Międzynarodowa Agencja Energetyczna (MAE) prognozuje, iż do 2030 r. popyt na nie zwiększy się 4,5-krotnie i ponad 7-krotnie do 2035 r.; za około 40 proc. tego popytu mają odpowiadać Chiny. Inwestycje w Stanach Zjednoczonych i Unii Europejskiej zdywersyfikują z kolei produkcję baterii (i ich komponentów), która w tej chwili jest skoncentrowana również w Państwie Środka. Znajduje się w nim ponad 3/4 ich mocy produkcyjnych, a udział ten ma spaść do 55-60 proc. do 2030 r. – napisali Adam Juszczak, Marianna Sobkiewicz, Wojciech Żelisko w Tygodniku Gospodarczym Polskiego Instytutu Ekonomicznego, nr 52/2024.
Kraje UE wraz z Wielką Brytanią, Norwegią i Szwajcarią poddają recyklowaniu 50 kt baterii litowo-jonowych rocznie
W opinii ekspertów, by w pełni wykorzystać potencjał dekarbonizacji, który daje wprowadzenie baterii na szeroką skalę, należy minimalizować ślad węglowy ich produkcji. Obniżenia śladu węglowego można dokonać poprzez elektryfikację procesu wytwarzania, postępy technologiczne, a także wykorzystanie materiałów pozyskanych drogą recyklingu zużytych baterii. Ten ostatni sposób obejmuje odzysk surowców z odpadów generowanych w procesie produkcji oraz z baterii po zakończeniu okresu ich żywotności i ma potencjał obniżenia zapotrzebowania na materiały pierwotne konieczne do wytwarzania baterii (m.in. lit, nikiel, kobalt) choćby o kilkadziesiąt procent w perspektywie 2050 r.
– Wykorzystanie recyklowanych materiałów do produkcji baterii przekłada się na emisje powiązane z samym pozyskaniem materiałów blisko czterokrotnie, a całego procesu produkcji – o 28 proc.
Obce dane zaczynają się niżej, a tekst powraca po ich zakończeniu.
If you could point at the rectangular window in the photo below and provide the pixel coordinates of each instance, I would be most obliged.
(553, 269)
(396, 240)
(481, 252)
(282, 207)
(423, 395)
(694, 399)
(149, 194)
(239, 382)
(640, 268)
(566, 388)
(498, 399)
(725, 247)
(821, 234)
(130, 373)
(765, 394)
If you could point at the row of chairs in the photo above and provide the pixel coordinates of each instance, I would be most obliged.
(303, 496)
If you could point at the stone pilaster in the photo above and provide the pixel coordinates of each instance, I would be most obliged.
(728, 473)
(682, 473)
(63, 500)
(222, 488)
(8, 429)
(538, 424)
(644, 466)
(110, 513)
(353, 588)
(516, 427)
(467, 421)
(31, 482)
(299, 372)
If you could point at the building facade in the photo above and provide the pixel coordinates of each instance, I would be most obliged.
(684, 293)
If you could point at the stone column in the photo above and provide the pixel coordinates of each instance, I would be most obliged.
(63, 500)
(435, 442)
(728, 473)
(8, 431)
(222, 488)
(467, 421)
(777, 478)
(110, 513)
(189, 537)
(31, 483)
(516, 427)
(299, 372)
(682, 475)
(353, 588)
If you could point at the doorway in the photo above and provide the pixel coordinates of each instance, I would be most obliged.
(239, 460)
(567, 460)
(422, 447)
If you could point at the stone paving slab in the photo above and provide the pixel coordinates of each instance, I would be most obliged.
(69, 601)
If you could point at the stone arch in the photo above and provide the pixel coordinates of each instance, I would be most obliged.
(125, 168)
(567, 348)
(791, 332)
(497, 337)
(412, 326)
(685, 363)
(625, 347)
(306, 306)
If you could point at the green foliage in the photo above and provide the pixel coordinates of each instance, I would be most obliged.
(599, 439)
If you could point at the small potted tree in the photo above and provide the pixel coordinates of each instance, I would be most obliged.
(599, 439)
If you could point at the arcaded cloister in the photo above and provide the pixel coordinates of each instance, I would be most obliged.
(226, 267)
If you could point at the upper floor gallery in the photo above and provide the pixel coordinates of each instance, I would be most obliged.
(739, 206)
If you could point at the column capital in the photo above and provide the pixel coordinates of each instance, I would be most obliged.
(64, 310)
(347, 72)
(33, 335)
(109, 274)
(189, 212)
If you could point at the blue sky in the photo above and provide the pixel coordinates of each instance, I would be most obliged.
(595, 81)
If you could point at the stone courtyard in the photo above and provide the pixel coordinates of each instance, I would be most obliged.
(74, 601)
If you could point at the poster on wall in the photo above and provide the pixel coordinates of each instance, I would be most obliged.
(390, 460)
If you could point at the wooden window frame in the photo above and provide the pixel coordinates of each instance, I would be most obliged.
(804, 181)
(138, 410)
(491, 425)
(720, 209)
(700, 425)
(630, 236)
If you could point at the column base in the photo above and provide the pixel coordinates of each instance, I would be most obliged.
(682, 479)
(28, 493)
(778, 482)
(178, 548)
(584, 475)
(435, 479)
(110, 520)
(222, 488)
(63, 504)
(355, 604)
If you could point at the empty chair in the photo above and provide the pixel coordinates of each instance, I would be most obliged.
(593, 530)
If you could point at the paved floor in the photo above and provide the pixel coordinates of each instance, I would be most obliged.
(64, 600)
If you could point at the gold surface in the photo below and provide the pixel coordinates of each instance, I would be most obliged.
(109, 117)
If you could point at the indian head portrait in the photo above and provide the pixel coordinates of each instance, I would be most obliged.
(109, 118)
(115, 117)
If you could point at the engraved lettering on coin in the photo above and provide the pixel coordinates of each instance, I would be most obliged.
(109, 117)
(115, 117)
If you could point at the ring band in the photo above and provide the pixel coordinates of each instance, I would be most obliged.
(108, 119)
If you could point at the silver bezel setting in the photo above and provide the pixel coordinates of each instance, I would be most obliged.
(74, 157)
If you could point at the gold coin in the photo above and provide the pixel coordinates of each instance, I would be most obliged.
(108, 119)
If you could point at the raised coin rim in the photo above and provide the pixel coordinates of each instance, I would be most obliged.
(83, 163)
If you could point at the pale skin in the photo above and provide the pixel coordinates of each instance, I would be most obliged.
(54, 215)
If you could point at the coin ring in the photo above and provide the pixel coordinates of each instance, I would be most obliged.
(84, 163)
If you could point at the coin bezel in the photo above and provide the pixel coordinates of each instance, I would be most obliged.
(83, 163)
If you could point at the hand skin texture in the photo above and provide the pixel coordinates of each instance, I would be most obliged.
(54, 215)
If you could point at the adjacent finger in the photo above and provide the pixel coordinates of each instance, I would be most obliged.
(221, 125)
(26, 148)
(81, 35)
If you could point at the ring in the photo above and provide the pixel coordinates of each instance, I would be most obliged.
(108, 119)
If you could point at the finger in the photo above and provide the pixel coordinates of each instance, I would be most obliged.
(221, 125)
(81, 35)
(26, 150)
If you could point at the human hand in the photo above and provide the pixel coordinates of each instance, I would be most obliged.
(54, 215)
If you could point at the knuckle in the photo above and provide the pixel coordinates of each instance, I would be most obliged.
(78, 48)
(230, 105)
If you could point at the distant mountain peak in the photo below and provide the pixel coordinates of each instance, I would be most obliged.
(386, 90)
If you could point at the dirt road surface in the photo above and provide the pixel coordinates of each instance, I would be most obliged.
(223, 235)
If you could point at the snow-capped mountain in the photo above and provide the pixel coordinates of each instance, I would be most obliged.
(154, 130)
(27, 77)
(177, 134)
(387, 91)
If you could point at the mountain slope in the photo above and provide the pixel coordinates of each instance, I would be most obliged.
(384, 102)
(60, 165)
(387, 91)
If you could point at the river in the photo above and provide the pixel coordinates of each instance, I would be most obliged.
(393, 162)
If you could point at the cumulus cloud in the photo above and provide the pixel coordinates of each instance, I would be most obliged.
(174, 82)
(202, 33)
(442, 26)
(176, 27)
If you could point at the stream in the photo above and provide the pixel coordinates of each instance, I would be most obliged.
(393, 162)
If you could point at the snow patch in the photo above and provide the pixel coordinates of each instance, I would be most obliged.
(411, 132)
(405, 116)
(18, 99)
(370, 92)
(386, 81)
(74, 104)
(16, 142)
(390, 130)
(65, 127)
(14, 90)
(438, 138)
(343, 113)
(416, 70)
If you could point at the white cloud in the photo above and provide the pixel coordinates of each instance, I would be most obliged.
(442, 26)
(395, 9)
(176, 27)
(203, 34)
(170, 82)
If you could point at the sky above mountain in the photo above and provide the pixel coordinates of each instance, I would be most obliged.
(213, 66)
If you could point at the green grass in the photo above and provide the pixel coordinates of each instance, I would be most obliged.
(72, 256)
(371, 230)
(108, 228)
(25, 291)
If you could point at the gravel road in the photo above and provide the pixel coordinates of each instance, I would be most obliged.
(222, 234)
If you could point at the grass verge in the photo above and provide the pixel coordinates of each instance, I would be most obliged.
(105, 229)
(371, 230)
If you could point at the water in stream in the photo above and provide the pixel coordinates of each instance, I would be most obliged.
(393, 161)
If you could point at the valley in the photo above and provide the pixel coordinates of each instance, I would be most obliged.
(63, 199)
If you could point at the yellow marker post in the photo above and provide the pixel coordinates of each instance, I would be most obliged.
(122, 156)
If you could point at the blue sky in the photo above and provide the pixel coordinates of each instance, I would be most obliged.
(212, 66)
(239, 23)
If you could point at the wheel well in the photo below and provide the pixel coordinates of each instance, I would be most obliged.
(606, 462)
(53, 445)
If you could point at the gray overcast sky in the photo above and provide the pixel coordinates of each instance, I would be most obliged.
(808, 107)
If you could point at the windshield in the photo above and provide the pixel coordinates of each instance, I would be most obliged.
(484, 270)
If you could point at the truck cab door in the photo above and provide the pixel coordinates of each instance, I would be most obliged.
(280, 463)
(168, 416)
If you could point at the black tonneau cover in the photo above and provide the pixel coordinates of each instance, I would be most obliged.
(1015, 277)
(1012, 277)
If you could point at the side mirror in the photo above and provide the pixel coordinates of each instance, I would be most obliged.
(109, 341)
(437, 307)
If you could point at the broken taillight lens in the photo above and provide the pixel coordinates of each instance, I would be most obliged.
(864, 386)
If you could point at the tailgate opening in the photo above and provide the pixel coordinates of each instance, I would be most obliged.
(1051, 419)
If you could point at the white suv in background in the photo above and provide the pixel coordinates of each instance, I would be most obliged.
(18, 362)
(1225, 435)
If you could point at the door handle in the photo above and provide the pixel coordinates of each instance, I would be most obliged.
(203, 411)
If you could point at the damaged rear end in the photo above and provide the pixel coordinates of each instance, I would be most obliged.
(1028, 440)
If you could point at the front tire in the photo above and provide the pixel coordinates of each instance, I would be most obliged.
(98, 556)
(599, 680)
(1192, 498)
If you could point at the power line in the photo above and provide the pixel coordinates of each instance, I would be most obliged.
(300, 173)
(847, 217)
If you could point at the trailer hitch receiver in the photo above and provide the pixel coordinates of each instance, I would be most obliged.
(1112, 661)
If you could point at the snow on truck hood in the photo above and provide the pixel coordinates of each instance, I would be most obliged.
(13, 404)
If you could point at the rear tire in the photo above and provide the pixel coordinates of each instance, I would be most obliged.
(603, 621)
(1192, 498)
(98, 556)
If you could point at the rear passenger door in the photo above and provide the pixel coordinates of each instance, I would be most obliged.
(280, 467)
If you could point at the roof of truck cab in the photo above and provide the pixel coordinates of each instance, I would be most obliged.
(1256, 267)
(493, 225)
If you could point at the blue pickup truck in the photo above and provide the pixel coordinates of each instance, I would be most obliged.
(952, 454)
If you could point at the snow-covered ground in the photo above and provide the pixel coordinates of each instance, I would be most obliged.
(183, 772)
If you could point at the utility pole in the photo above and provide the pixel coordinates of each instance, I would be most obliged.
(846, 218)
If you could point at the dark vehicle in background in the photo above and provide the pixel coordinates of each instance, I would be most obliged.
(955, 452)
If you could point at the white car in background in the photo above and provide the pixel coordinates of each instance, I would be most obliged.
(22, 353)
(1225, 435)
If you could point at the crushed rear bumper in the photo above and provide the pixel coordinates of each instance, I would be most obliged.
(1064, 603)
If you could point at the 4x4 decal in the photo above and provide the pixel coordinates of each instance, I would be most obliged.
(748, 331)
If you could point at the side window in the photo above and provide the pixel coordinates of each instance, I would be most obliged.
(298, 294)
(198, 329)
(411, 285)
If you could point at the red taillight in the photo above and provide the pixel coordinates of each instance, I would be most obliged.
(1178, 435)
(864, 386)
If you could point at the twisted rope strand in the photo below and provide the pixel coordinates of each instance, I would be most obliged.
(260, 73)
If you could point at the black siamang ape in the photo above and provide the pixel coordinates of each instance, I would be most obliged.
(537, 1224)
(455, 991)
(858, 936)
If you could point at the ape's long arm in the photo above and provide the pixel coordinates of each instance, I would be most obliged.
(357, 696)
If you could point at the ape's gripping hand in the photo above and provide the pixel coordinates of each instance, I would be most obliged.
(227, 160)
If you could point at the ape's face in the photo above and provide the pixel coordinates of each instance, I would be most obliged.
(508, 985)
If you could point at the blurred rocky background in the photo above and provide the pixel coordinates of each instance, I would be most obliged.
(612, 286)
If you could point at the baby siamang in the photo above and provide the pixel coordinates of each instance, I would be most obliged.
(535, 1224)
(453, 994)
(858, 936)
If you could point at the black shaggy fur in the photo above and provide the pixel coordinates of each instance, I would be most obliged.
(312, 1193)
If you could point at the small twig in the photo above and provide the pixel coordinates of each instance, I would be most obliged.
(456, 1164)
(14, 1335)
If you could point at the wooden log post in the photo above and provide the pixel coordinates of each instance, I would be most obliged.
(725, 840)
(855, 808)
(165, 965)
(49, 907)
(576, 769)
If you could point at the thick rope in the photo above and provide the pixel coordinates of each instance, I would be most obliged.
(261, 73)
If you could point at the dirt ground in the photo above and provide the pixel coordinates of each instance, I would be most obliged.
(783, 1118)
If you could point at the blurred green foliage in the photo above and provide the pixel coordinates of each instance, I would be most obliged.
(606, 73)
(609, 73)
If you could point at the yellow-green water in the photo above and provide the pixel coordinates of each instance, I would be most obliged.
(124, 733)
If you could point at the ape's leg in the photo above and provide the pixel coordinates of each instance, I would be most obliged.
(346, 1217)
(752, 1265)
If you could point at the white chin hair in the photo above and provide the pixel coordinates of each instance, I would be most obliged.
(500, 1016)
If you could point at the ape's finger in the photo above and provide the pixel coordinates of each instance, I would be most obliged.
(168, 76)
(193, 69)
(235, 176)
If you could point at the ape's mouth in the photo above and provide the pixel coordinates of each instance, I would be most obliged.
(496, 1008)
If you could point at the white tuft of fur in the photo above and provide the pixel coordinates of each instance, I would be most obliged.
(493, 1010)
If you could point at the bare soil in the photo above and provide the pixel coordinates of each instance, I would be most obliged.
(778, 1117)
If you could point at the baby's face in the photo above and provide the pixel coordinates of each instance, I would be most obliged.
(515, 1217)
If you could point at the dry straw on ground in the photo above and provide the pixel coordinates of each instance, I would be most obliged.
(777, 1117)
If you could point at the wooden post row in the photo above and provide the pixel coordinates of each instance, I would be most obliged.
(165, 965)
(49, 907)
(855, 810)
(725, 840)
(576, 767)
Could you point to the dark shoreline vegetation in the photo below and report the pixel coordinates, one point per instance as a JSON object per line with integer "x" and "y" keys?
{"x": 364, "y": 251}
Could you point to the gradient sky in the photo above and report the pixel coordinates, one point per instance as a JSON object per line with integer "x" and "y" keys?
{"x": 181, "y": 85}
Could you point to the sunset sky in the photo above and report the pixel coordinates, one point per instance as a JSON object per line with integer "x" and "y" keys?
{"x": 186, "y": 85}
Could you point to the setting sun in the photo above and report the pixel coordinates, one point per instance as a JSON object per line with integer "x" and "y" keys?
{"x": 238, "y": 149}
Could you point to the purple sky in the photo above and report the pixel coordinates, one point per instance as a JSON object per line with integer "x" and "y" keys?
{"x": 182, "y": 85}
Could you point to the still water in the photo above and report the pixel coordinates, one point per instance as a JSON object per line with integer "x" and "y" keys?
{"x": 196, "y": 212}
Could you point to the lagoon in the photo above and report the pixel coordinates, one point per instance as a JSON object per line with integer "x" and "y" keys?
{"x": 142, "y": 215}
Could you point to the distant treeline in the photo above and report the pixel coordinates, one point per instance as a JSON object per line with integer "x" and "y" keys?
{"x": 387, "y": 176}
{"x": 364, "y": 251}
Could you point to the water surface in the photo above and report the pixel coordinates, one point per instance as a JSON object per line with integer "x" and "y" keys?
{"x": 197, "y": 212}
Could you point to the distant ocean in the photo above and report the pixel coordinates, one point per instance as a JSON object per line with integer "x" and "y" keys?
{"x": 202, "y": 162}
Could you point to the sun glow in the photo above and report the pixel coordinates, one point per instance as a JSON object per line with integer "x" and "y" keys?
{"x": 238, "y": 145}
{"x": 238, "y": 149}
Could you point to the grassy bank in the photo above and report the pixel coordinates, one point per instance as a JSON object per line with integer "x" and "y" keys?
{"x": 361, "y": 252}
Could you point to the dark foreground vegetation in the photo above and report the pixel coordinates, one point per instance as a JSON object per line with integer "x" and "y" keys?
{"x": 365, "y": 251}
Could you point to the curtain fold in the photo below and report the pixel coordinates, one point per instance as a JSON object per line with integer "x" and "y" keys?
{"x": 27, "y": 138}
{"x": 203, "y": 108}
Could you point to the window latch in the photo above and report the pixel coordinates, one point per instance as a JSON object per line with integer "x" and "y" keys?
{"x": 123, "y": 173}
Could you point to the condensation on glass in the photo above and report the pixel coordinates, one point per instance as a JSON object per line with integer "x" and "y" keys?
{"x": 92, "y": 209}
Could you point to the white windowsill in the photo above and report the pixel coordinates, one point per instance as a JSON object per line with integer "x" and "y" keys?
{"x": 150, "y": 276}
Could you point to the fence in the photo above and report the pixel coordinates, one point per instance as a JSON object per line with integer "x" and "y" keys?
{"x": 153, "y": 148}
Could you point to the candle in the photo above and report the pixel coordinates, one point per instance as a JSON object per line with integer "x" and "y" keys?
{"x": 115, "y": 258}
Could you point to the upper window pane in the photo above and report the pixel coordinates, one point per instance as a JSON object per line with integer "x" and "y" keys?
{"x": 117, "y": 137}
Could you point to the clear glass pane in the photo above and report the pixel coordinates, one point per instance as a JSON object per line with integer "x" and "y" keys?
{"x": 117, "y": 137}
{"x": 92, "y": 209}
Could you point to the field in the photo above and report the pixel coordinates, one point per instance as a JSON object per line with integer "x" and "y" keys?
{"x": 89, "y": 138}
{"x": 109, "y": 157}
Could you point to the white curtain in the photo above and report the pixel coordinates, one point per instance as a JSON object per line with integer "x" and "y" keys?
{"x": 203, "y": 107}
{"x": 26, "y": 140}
Według Instytutu Fraunhofera, kraje UE wraz z Wielką Brytanią, Norwegią i Szwajcarią poddają recyklowaniu 50 kt baterii litowo-jonowych rocznie – piszą dalej eksperci.
Do tematu recyklingu baterii włączyła się UE, która wprowadziła w 2023 r. odpowiednie rozporządzenie
Ich zdaniem do 2030 r. wartość ta ma jednak wynieść już między 200 kt a 800 kt, a w 2040 r. – choćby do 3300 kt rocznie. Z kolei Międzynarodowa Agencja Energii szacuje, iż możliwości recyklingu baterii wzrosną do 2030 r. ponad czterokrotnie – z 340 GWh do 1550 GWh rocznie. Według szacunków BIS Research, wartość rynku recyklingu baterii litowo-jonowych w 2023 r. wyniosła 3,5 mld USD, ale do 2033 r. jego wartość może wzrosnąć choćby siedmiokrotnie – do 24 mld USD.
Do tematu recyklingu baterii włączyła się UE, która wprowadziła w 2023 r. odpowiednie rozporządzenie. Stawia ono 4 cele: minimalizację śladu węglowego, zwiększenie liczby recyklowanych baterii, projektowanie bardziej zrównoważonych konstrukcji baterii oraz odpowiedzialne pozyskiwanie surowców niezbędnych do ich wytwarzania. Rozporządzenie narzuca minimalną efektywność recyklingu na poziomie 70 proc. do 2030 r., minimalną efektywność recyklingu materiałów na poziomie 80-95 proc. do końca 2031 r. oraz minimalną zawartość zrecyklowanych materiałów w bateriach sprzedawanych w UE na 6-16 proc. do końca 2031 r.
W Zawierciu uruchomiono zakład recyklingu baterii z pojazdów elektrycznych i urządzeń elektronicznych
– Polska, jako jeden z liderów produkcji baterii w UE i na świecie, również przedsięwzięła kroki w celu budowy własnych mocy przerobowych dla recyklingu baterii. W czerwcu 2024 r. uruchomiono w Zawierciu zakład recyklingu baterii z pojazdów elektrycznych i urządzeń elektronicznych, który ma ich docelowo przetwarzać około 10 tys. ton rocznie. Inwestycja ta jest krokiem w stronę rozwoju gospodarki obiegu zamkniętego i budowy bezpieczeństwa surowcowego Polski, jak i UE – informują Adam Juszczak, Marianna Sobkiewicz i Wojciech Żelisko.